A NEW STABILITY INDICATING RP-HPLC METHOD DEVELOPMENT AND VALIDATION FOR THE SIMULTANEOUS ESTIMATION OF METFORMIN, REMOGLIFLOZIN AND VILDAGLIPTIN IN PHARMACEUTICAL DOSAGE FORM

Yarraboyana Rakesh*, Dr. Sridhar Siddiraju, Dr. Ch Parthiban and P. Ajay kumar

ABSTRACT

A simple, rapid and robust reverse phase HPLC method was developed and validated for the simultaneous estimation of Metformin, Vildagliptin and Remogliflozin in pharmaceutical dosage form with forced degradation studies. Chromatographic conditions used are stationary phase Agilent C8 (150mm*4.6mm 5µm), Mobile phase 0.1N KH2PO4 and Acetonitrile as mobile phase in the ratio of 50:50 and flow rate was maintained at 0.9ml/min, detection wave length at 240nm, Temperature was set to 30oC. The mean retention times of Metformin, Vildagliptin and Remogliflozin were found to be 2.576, 2.137 and 2.963 min respectively.

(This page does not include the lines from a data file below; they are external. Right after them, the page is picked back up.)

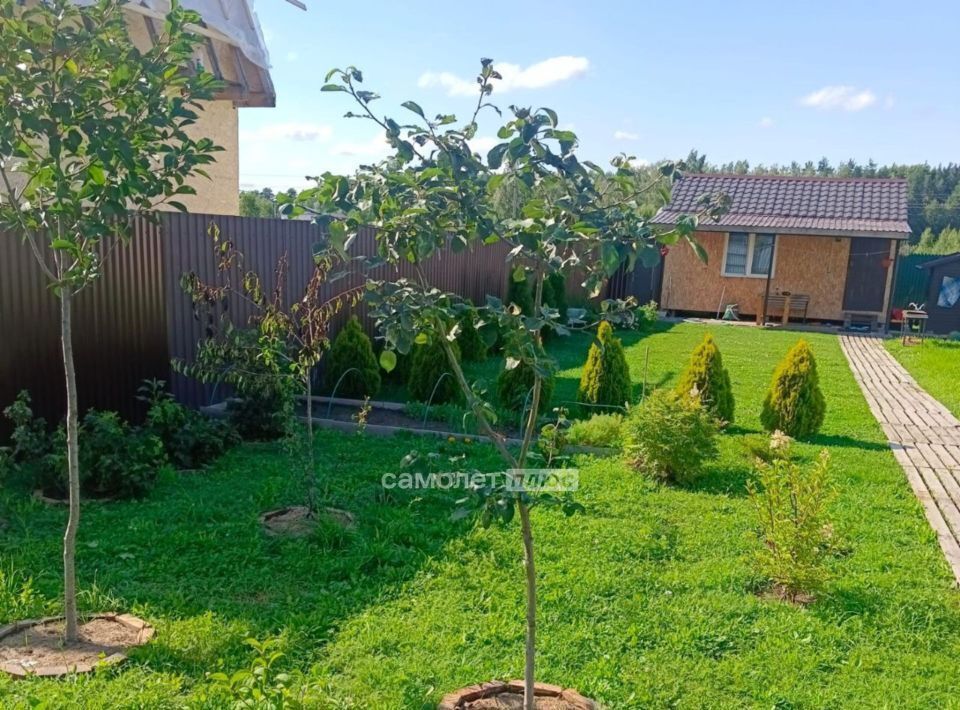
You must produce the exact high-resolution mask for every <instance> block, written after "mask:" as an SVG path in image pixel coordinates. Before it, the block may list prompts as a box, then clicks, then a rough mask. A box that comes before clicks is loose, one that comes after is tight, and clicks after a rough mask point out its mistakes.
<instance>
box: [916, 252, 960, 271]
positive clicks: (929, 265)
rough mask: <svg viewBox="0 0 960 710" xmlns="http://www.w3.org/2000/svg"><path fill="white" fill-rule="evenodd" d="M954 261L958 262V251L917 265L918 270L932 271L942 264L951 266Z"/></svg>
mask: <svg viewBox="0 0 960 710" xmlns="http://www.w3.org/2000/svg"><path fill="white" fill-rule="evenodd" d="M955 261H960V251H958V252H956V253H955V254H947V255H946V256H941V257H940V258H938V259H931V260H930V261H925V262H923V263H922V264H917V268H918V269H933V268H936V267H938V266H942V265H943V264H952V263H953V262H955Z"/></svg>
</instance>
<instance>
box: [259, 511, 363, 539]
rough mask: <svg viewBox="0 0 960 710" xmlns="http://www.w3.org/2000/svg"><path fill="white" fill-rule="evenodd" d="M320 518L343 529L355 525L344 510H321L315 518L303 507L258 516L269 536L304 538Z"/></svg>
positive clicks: (269, 513) (345, 528) (349, 515)
mask: <svg viewBox="0 0 960 710" xmlns="http://www.w3.org/2000/svg"><path fill="white" fill-rule="evenodd" d="M320 516H322V517H323V518H325V519H327V520H329V521H331V522H333V523H335V524H337V525H339V526H340V527H342V528H344V529H349V528H352V527H353V526H354V525H355V524H356V521H355V520H354V517H353V514H352V513H349V512H348V511H346V510H340V509H339V508H323V509H321V511H320V513H319V516H317V515H314V514H313V513H311V512H310V509H309V508H308V507H307V506H305V505H293V506H290V507H289V508H281V509H280V510H271V511H270V512H269V513H264V514H263V515H261V516H260V524H261V525H263V528H264V530H265V531H266V532H267V534H269V535H281V536H284V537H306V536H307V535H309V534H310V533H312V532H313V531H314V530H315V529H316V527H317V524H318V522H319V519H320Z"/></svg>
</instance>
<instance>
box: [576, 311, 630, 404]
mask: <svg viewBox="0 0 960 710" xmlns="http://www.w3.org/2000/svg"><path fill="white" fill-rule="evenodd" d="M632 399H633V385H632V384H631V382H630V367H629V366H628V365H627V358H626V355H624V352H623V344H622V343H621V342H620V338H617V337H616V336H615V335H614V334H613V326H611V325H610V323H608V322H607V321H603V322H602V323H600V327H599V328H597V339H596V341H594V343H593V344H592V345H591V346H590V351H589V352H588V353H587V362H586V364H585V365H584V366H583V374H582V375H581V376H580V388H579V389H578V390H577V401H579V402H581V403H583V404H587V405H594V406H596V405H600V406H608V407H625V406H627V405H629V403H630V402H631V401H632Z"/></svg>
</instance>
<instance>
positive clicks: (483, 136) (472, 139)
mask: <svg viewBox="0 0 960 710" xmlns="http://www.w3.org/2000/svg"><path fill="white" fill-rule="evenodd" d="M469 143H470V150H472V151H473V152H474V153H479V154H480V155H481V156H483V157H484V158H486V156H487V153H489V152H490V149H491V148H493V146H495V145H497V144H498V143H503V141H502V140H500V139H499V138H497V137H496V136H477V137H476V138H471V139H470V141H469Z"/></svg>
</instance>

System suitability parameters were studied by injecting the standard six times and results were well under the acceptance criteria. Linearity study was carried out between 25% to150 % levels, R2 value was found to be as 0.999. All other validation parameters like precision, accuracy, LOD, LOQ and robustness were found to be within the limits. % recovery was obtained as 99.97%, 100.15% and 100.79% for Metformin, Vildagliptin and Remogliflozin respectively. The proposed method was found to be suitable and accurate for simultaneous estimation of Metformin, Vildagliptin and Remogliflozin no in Pharmaceutical dosage form.

Keywords: Metformin, Vildagliptin and Remogliflozin, RP-HPLC.